Numba is crazy awesome

Tags: Python

Slow, maths-heavy code.

I have a bit of code which does some maths. It’s not particularly important what the maths is for. What is important to note is that the code involves three nested loops around 100 iterations each. 100x100x100 … that’s a lot of loops!

# original.py
import numpy as np


def do_horrid_calc(Na=100, Nb=100, Nc=100):
    P = np.zeros((Na, Nb, Nc))
    angle = np.linspace(0, 1, Nc) * np.pi * 2.0
    L = np.geomspace(1, 1000, Na)
    for i in range(Na):
        for j in range(Nb):
            for k in range(Nc):
                # the actual code is more complex than this,
                # but this gets the point across.
                if angle[k] in [0, np.pi, 2. * np.pi]:
                    P[i, j, k] = np.sqrt(1 - L[i]) * angle[k]
                elif angle[k] in [0, np.pi / 2., 3. * np.pi / 2.]:
                    P[i, j, k] = np.sqrt(2 - L[i]) * angle[k]
                else:
                    P[i, j, k] = np.sqrt(3 - L[i]) * angle[k]
    out = np.trapz(y=P, x=angle, axis=2)
    return L, out

This calculation itself needs to be repeated a further 10,000 times, adding to the computational burden.

Speeding things up

I already use numpy for the maths, as this allows for a decent speed up over pure Python. I’m sure there are simplifications that could be made to the code to improve things, but perhaps there’s another way…

Numba! (attempt 1)

Numba JIT compiles Python code to improve performance. It even supports (a subset of) numpy!

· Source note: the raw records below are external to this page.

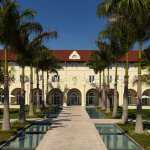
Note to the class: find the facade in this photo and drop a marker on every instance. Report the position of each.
(76, 83)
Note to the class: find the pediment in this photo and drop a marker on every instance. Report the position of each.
(74, 55)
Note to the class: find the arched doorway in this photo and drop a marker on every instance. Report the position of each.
(15, 96)
(35, 94)
(92, 97)
(1, 96)
(146, 97)
(74, 97)
(55, 97)
(132, 96)
(111, 97)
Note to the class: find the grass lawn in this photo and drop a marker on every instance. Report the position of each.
(5, 135)
(142, 139)
(15, 126)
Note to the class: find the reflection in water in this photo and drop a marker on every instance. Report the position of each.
(26, 141)
(115, 139)
(29, 139)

Great! So just need to @numba.jit my calculation and should be good to go.

# naive_numba.py
import numpy as np
import numba


@numba.jit
def do_horrid_calc(Na=100, Nb=100, Nc=100):
    P = np.zeros((Na, Nb, Nc))
    angle = np.linspace(0, 1, Nc) * np.pi * 2.0
    L = np.geomspace(1, 1000, Na)
    for i in range(Na):
        for j in range(Nb):
            for k in range(Nc):
                # the actual code is more complex than this,
                # but this gets the point across.
                if angle[k] in [0, np.pi, 2. * np.pi]:
                    P[i, j, k] = np.sqrt(1 - L[i]) * angle[k]
                elif angle[k] in [np.pi / 2., 3. * np.pi / 2.]:
                    P[i, j, k] = np.sqrt(2 - L[i]) * angle[k]
                else:
                    P[i, j, k] = np.sqrt(3 - L[i]) * angle[k]
    out = np.trapz(y=P, x=angle, axis=2)
    return L, out

Running this gives:

$ python naive_numba.py
NumbaWarning: 
Compilation is falling back to object mode WITH looplifting enabled because Function "do_horrid_calc" failed type inference due to: Use of unsupported NumPy function 'numpy.geomspace' or unsupported use of the function.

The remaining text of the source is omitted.